Guide for achieving speaker-based immersive (3D) audio in hundreds of PC games using OpenAL Soft and Ambisonics

Speaker-based immersive (3D) audio in hundreds of PC games via Ambisonics using OpenAL Soft

Introduction

It's possible to achieve speaker-based immersive (3D) audio in many PC games that don't seem to be supported by current proprietary object-based audio technologies using some tinkering and a technology called Ambisonics. Since Ambisonics seems to have gone largely unnoticed in the consumer-space so far, I will first explain what it is, what its benefits are, what content is available right now, and how to set it up on a PC for gaming.

Theoretical Background

What is Ambisonics?

Many should be familiar with multi-channel audio based on discrete speaker feeds or the more recent object-based audio. Ambisonics uses neither of these approaches. Instead, it describes a continous full-sphere sound field around a single point in space. A so called Ambisonics decoder uses this information in combination with a decoding matrix, which is specific to a given speaker layout, to reproduce this sound field as good as possible with the speakers available. Ambisonics sound fields are stored and transmitted in B-Format.

What are the benefits?

Ambisonics is not limited to a specific number of speakers or transmission channels. It is also not constrained by a maximum number of audio objects that could be transmitted in parallel. That being said, higher precision requires more channels for transmission (Higher-order Ambisonics). It is continous, theoretically allowing for smooth rotation of sources around the listener on a full sphere. Reproduction of the sound field takes a psychoacoustic model into account to improve localization of sources. Interestingly, with Ambisonics, no matter where the virtual source of a sound is located, all speakers always emit a signal for that sound. However, these signals are filtered and vary in level so that the listener perceives it as coming from its intended virtual position. Ambisonics was first conceived in the 1970's. To my knowledge, the original patents surrounding it have expired. If this was true, it could potentially be used by interested parties without paying licensing fees. This could facilitate the creation of content with immersive audio.

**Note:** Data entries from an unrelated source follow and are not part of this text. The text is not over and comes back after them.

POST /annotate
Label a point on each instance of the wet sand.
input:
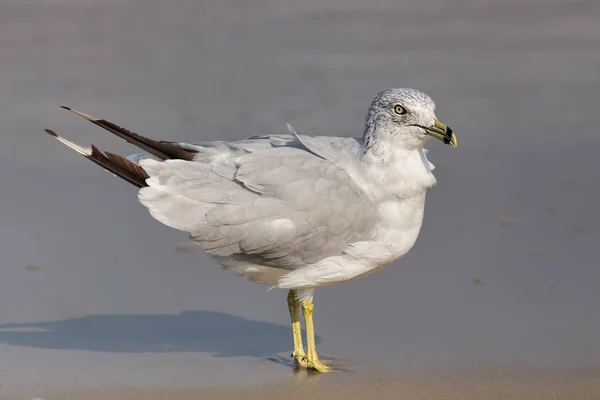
(582, 385)
(98, 300)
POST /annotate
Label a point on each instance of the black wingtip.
(51, 132)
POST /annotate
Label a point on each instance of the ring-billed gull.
(293, 211)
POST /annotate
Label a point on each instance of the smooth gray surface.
(506, 270)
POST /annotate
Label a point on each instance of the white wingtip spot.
(291, 129)
(82, 115)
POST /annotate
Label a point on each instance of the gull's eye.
(399, 109)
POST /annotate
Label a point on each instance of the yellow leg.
(298, 354)
(312, 359)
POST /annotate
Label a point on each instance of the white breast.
(400, 223)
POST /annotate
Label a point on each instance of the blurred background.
(506, 270)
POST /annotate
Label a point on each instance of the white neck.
(396, 168)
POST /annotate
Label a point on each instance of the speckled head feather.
(383, 121)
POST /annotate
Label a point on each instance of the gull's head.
(405, 117)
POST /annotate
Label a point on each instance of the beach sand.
(100, 301)
(582, 385)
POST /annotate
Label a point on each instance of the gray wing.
(281, 207)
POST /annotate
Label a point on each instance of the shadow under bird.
(292, 211)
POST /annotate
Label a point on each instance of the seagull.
(291, 211)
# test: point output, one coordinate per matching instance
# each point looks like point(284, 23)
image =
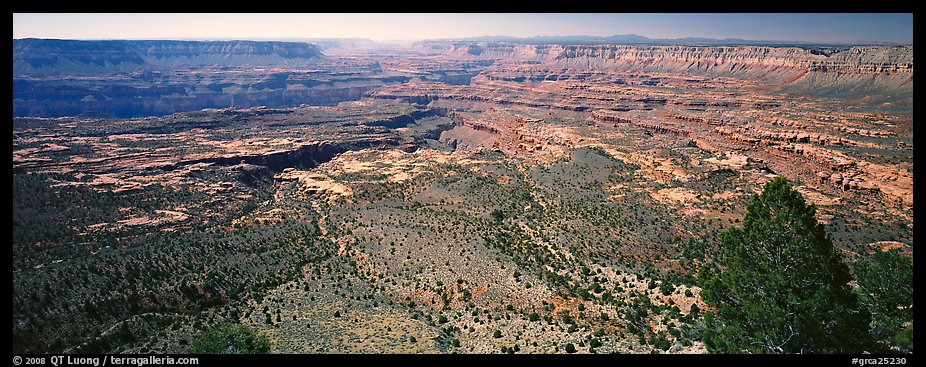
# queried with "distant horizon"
point(818, 28)
point(489, 38)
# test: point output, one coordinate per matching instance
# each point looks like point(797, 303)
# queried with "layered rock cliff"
point(49, 56)
point(854, 73)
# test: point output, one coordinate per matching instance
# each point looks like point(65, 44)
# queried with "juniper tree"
point(781, 286)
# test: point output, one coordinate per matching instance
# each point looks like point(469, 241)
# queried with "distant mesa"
point(52, 56)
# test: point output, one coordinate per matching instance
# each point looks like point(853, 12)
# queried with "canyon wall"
point(885, 72)
point(49, 56)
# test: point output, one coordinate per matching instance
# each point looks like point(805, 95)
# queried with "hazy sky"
point(784, 27)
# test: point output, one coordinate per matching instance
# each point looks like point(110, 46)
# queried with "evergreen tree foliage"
point(886, 288)
point(231, 339)
point(781, 287)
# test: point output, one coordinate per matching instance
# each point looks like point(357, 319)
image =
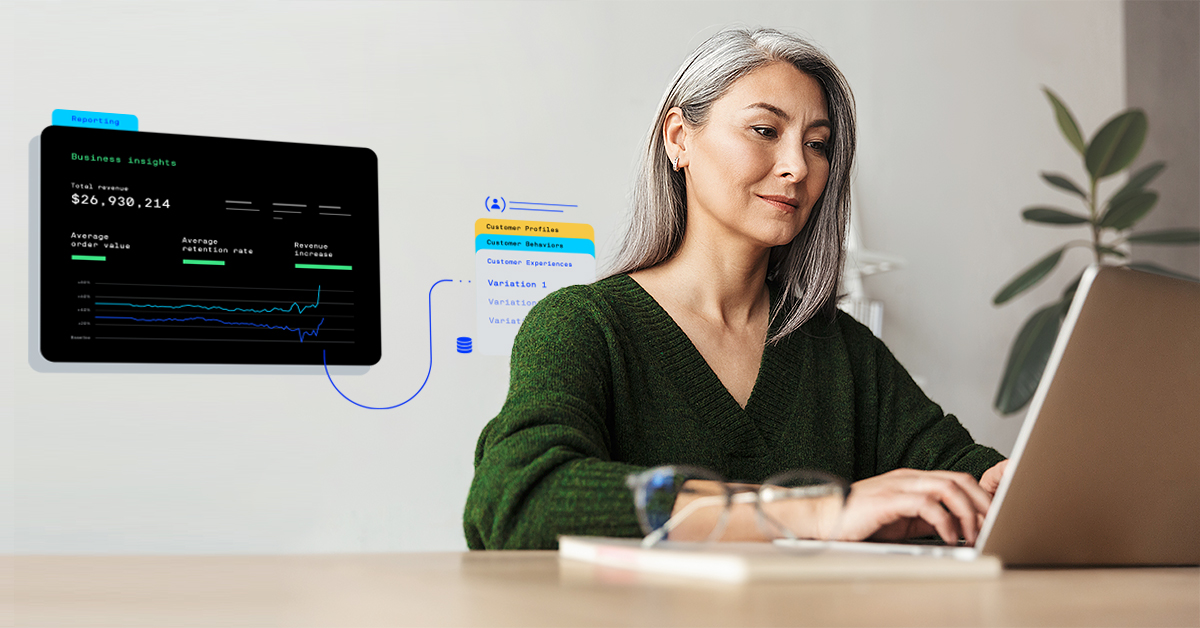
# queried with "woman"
point(717, 340)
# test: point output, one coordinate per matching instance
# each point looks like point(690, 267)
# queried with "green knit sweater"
point(604, 383)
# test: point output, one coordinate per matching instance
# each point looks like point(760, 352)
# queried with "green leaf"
point(1116, 144)
point(1053, 216)
point(1159, 270)
point(1066, 123)
point(1029, 277)
point(1138, 183)
point(1063, 183)
point(1127, 213)
point(1187, 235)
point(1029, 357)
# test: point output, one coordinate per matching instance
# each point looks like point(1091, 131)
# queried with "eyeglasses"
point(795, 504)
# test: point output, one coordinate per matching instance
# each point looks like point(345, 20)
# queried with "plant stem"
point(1096, 228)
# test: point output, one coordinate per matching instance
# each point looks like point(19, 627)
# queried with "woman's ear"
point(675, 136)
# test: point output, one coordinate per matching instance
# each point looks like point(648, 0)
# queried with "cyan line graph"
point(210, 307)
point(286, 328)
point(430, 370)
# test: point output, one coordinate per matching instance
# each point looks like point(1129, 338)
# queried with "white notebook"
point(739, 562)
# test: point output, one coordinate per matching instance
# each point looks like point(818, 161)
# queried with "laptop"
point(1107, 466)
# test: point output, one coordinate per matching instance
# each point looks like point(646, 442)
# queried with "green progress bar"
point(324, 267)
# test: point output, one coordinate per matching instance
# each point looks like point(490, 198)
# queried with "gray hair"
point(807, 270)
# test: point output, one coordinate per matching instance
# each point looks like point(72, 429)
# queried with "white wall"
point(953, 132)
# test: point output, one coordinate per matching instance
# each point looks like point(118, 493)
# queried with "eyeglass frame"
point(637, 483)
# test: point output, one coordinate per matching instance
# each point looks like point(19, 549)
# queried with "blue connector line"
point(297, 306)
point(301, 332)
point(325, 364)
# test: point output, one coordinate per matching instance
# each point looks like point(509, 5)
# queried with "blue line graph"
point(286, 328)
point(325, 364)
point(265, 310)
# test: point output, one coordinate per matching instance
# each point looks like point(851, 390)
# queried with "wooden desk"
point(534, 588)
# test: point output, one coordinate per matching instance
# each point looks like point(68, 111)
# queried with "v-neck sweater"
point(604, 383)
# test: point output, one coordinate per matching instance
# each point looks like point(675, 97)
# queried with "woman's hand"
point(906, 503)
point(990, 479)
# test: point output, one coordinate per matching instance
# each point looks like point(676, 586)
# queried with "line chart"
point(295, 305)
point(303, 333)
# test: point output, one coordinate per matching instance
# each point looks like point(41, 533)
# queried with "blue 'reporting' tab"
point(119, 121)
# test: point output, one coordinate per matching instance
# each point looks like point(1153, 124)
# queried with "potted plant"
point(1109, 153)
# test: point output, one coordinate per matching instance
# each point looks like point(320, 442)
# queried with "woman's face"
point(759, 165)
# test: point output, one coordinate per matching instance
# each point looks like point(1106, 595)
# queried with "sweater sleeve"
point(913, 432)
point(543, 465)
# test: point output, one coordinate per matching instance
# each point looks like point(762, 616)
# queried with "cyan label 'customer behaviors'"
point(519, 262)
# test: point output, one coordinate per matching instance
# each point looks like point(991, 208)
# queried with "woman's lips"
point(780, 202)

Ambisonics playback chain and routing

To provide a basic understanding of how audio flows in an Ambisonics system, I provide some visualizations in the following.

Visualization of a Ambisonics playback chain

In principle, a setup for Ambisonics playback looks like this:

source (audio player playing an Ambisonics file, game ...)
  |
  | B-Format audio stream
  v
Ambisonics decoder <-- decoding matrix that is appropriate for the speaker setup
  |
  | digital speaker feeds
  v
sound card(s)/audio device(s)
  |
  | digital or analog low-level speaker feeds
  v
amplifier(s)
  |
  | analog high-level speaker feeds
  v
speakers

For instance, when using OpenAL Soft (as an audio library loaded by a game), it would look like this:

      game <-- OpenAL Soft library with Ambisonics rendering
|-----|  |---------------------------| OpenAL Soft outputs one of the following two options
|                                    |
| decoded stream (2.0, 5.1, 7,1)     | B-Format audio stream
|                                    v
|                                Ambisonics decoder
|                                    |
|---------------|--------------------| digital speaker feeds
                v
      sound card(s)/audio device(s)
                v
             amplifier
                v
             speakers

Channel routing

The routing of decoded streams to speaker channels happens at the software level on the PC or physically through cabling, e.g. you could use regular 7.1 output to output to a customized speaker layout that does not at all look like a typical 7.1 setup (for instance, 2 speakers could be used as ceiling speakers).

Ambisonics Content:

Games seem to be a good provider of continous full-sphere surround sound content given that players can interactively navigate through a world and the position of audio sources is often dynamic. There are hundreds of games where Ambisonics can be used already, although some tinkering is required.

Supported games

A large number of games can support Ambisonics thanks to OpenAL Soft, a free and open source 3D audio library, which internally renders in Ambisonics and is capable of outputting decoded streams for setups with up to 7.1 channels as well as to output undecoded B-Format streams for use with Ambisonic decoders.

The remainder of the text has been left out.